# Stuff you need to know after the ammo bans..



## Magus (Dec 1, 2008)




----------



## HamiltonFelix (Oct 11, 2011)

I recall, years ago, drilling some flash holes oversized on .45 ACP brass I was using with those plastic, primer-powered indoor "Target 45" bullets Speer used to sell. I seem to also recall being warned not to mix those cases with my others, as the oversized flash holes would cause normal firing pressures to do bad things to primers.
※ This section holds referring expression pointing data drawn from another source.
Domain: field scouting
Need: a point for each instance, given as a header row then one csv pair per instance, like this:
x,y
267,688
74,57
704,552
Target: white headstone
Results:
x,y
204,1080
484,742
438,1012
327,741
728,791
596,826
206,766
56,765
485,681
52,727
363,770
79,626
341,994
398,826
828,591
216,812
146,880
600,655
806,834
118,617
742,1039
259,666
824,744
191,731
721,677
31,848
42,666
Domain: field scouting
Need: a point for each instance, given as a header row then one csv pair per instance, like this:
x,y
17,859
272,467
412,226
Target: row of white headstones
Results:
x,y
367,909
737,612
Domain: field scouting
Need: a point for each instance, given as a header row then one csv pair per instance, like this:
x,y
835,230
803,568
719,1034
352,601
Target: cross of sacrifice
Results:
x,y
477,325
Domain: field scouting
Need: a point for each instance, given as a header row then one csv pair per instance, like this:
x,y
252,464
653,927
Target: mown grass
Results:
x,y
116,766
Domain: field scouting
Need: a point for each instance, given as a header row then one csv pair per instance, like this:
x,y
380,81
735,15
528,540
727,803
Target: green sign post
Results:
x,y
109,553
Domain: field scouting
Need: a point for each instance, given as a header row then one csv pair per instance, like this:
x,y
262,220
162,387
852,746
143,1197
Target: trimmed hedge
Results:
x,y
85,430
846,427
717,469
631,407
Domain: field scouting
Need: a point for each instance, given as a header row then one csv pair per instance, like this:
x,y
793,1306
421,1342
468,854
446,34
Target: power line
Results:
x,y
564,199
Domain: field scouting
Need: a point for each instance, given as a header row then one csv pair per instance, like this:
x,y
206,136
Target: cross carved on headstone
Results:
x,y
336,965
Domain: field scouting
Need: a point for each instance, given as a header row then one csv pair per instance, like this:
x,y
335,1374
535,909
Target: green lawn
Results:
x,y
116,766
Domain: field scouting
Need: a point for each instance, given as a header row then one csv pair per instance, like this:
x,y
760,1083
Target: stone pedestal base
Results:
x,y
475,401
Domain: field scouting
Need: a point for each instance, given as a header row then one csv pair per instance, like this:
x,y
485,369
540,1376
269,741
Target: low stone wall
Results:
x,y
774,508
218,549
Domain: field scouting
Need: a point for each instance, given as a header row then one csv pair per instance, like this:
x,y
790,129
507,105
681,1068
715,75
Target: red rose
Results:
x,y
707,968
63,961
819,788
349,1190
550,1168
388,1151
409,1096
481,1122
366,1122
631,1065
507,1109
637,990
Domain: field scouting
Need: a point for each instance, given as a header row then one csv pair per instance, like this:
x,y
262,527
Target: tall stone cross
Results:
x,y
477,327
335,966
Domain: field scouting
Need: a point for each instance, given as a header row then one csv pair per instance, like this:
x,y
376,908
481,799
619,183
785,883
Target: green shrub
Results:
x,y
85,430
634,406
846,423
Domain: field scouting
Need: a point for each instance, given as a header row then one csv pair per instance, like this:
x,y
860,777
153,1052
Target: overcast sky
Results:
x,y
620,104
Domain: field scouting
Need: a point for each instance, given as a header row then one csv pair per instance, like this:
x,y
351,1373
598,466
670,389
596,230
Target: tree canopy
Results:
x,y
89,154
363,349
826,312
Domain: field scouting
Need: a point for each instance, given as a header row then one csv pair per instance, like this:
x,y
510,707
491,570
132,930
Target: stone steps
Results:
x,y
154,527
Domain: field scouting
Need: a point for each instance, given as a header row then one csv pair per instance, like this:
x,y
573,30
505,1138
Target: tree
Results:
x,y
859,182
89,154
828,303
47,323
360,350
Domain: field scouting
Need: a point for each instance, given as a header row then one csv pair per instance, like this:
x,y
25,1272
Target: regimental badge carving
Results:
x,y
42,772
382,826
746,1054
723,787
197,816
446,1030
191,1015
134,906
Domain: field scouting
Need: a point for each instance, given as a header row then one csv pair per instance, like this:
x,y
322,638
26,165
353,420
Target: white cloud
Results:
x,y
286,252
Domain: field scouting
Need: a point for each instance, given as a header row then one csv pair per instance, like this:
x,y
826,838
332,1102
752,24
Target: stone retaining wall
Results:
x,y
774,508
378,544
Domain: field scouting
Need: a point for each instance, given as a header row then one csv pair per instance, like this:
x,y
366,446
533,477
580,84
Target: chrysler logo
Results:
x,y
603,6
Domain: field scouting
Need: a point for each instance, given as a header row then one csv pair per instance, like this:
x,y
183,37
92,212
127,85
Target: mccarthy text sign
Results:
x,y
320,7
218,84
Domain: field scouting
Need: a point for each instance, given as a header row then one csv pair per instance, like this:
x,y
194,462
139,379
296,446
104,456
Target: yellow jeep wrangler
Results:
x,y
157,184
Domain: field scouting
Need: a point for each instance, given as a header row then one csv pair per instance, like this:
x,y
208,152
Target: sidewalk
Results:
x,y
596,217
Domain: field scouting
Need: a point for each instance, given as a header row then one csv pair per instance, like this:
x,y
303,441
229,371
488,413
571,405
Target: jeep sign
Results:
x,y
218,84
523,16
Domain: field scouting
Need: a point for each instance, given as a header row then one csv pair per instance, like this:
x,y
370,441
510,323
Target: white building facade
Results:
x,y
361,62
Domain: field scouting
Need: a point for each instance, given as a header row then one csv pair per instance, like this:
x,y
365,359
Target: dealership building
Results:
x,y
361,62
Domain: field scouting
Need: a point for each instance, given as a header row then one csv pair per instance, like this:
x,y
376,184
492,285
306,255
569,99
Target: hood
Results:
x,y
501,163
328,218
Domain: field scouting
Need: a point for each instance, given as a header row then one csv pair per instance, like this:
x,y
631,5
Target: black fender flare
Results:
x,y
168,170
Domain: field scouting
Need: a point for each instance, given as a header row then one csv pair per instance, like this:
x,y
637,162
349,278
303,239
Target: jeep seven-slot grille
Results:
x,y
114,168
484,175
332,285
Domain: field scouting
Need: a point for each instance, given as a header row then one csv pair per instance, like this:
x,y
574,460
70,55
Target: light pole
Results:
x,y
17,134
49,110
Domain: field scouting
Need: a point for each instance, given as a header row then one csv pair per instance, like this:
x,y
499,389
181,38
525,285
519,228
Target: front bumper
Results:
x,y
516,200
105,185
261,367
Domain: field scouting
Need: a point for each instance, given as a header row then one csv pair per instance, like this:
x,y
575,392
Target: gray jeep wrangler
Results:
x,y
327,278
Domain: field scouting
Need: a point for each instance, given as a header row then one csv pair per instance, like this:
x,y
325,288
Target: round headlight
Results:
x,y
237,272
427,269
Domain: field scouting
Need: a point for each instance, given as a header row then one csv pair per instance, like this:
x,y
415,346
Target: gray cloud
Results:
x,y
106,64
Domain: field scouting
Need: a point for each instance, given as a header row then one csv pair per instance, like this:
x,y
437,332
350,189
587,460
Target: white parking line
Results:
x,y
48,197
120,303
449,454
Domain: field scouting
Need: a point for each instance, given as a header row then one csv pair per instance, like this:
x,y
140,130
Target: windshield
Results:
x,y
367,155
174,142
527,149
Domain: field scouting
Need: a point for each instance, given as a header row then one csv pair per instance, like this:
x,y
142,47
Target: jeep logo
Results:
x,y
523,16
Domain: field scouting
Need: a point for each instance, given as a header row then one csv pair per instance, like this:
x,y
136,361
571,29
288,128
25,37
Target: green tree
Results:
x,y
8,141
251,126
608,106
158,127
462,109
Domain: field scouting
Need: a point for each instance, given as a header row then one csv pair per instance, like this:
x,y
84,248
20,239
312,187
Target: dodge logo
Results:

As I say, this was a long time ago and memory is fuzzy. But should we worry about doing this Boxer conversion and having the wrong sized flash holes?


----------



## hiwall (Jun 15, 2012)

if the flash hole is oversize and the ammo is stored primer down then powder can work its way into the primer area causing increased pressures----or so the rumor says??


----------



## OldCootHillbilly (Jul 9, 2010)

So ifin ya keep em standin on there heads they'd be OK? Cause I got lots a them layin round I'd like ta use. Maybe the key be the right size flash hole? Anybody know what size that there might be?


----------



## Caribou (Aug 18, 2012)

They should be a bit larger than the depriving pin. That would be easy enough to check.


----------



## mosquitomountainman (Jan 25, 2010)

The information I've found gives anywhere from .074 to .082 thousandths. Some of the target ammo uses smaller diameter primer holes. The larger holes (over .082) are _sometimes_ detrimental to accuracy although some range time would be worth it just to be sure. A lot will depend on the powder/primer/bullet/cartridge combination in question.


----------